どこにそんな情熱を秘めていたのか、この男にはまだまだ自分の知らない顔があるのではないか。
九鬼のミステリアスな部分に触れた気がした。どぎまぎした千隼を、彼は筋肉に任せて風呂場へと連れていく。
いや、シャワーを浴びるのはいいのだが!
「い、一緒に?」
さも当然のことを聞くなとばかりに、さくさくと手際よく脱ぎ、千隼の衣服も剥いでいく九鬼に、抗う暇もなかった。
待て待て待て、と制止できたときには、すでにシャワーを頭から浴びせられていた。
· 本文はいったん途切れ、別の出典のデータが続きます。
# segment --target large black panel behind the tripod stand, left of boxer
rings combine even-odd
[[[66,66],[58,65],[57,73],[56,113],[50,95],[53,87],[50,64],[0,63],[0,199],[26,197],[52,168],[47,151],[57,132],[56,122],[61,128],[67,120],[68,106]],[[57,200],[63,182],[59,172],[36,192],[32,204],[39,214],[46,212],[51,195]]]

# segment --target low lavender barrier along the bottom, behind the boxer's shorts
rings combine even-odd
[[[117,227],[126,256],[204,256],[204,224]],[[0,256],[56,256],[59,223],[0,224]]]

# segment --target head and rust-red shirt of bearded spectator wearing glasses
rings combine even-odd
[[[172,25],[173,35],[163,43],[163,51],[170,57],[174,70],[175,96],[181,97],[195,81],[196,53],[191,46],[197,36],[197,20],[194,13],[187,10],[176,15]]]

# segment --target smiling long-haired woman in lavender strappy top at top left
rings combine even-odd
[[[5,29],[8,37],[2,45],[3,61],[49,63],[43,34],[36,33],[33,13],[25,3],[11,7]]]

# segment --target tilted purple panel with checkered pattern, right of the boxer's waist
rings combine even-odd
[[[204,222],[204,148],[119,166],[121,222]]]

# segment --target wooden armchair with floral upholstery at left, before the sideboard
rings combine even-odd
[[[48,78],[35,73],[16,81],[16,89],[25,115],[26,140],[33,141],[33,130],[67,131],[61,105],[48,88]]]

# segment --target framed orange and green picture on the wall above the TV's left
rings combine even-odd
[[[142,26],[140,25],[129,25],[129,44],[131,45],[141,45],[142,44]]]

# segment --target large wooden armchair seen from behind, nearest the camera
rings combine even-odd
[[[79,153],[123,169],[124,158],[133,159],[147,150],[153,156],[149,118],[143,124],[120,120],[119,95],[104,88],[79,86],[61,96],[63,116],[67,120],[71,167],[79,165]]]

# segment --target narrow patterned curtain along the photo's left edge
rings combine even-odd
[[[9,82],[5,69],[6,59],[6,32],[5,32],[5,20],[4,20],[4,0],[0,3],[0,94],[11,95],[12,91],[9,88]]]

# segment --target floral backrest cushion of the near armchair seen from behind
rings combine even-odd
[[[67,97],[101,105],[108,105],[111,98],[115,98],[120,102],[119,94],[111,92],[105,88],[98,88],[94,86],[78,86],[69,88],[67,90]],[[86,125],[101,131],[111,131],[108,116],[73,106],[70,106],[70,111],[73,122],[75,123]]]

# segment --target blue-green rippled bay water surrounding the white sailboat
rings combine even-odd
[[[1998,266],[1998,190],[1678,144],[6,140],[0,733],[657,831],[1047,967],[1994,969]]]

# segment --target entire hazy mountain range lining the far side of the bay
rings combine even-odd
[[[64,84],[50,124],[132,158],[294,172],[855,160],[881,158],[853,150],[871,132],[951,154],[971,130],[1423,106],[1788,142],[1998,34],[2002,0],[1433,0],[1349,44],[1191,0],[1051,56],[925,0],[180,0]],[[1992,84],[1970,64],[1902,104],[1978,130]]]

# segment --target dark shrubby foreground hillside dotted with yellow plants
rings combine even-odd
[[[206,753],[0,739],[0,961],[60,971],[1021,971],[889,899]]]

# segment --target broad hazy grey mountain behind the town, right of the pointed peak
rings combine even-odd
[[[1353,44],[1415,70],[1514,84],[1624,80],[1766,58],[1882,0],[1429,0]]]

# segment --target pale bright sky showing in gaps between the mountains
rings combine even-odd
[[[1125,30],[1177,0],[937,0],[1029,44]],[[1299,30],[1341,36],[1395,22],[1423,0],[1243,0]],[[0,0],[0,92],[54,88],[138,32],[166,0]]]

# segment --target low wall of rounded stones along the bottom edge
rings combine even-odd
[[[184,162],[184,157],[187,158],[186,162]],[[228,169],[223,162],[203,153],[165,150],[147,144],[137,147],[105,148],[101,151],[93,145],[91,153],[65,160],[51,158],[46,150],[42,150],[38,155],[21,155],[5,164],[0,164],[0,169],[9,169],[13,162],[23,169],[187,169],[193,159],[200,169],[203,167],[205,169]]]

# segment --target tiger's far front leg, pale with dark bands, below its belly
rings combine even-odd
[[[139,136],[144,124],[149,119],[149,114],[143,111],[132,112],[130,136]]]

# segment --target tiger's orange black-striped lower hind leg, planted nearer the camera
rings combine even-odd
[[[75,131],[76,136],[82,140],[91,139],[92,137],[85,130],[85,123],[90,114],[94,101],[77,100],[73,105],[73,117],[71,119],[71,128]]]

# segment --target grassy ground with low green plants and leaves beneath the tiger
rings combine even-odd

伝っていく水と同時に、九鬼の長い指が千隼の身体を辿っていく。
「んっ」
火照る肉体を、さらに熱い指先が掠めていく。ぬるめに設定されたシャワーの水が、すぐに温まって蒸発してしまいそうなほど、初めて触れられた感動と衝撃は、千隼を高ぶらせた。
九鬼の愛撫は執拗だった。今までゼロだった接触を、取り戻すかのように。
ボディソープを手のひらに取り、雑な手つきで千隼に泡を塗りたくっていく。千隼を大切にしていないのではなく、恋人と早く繋がりたい一心のことであると、理解している。
泡だらけの指が思わせぶりに乳首を通過するたびに、千隼は唇を噛んだ。
風呂場は声が反響する。可愛くもなんともない声を上げて、九鬼の勢いを削いでしまうことに繋がるのが怖いのだ。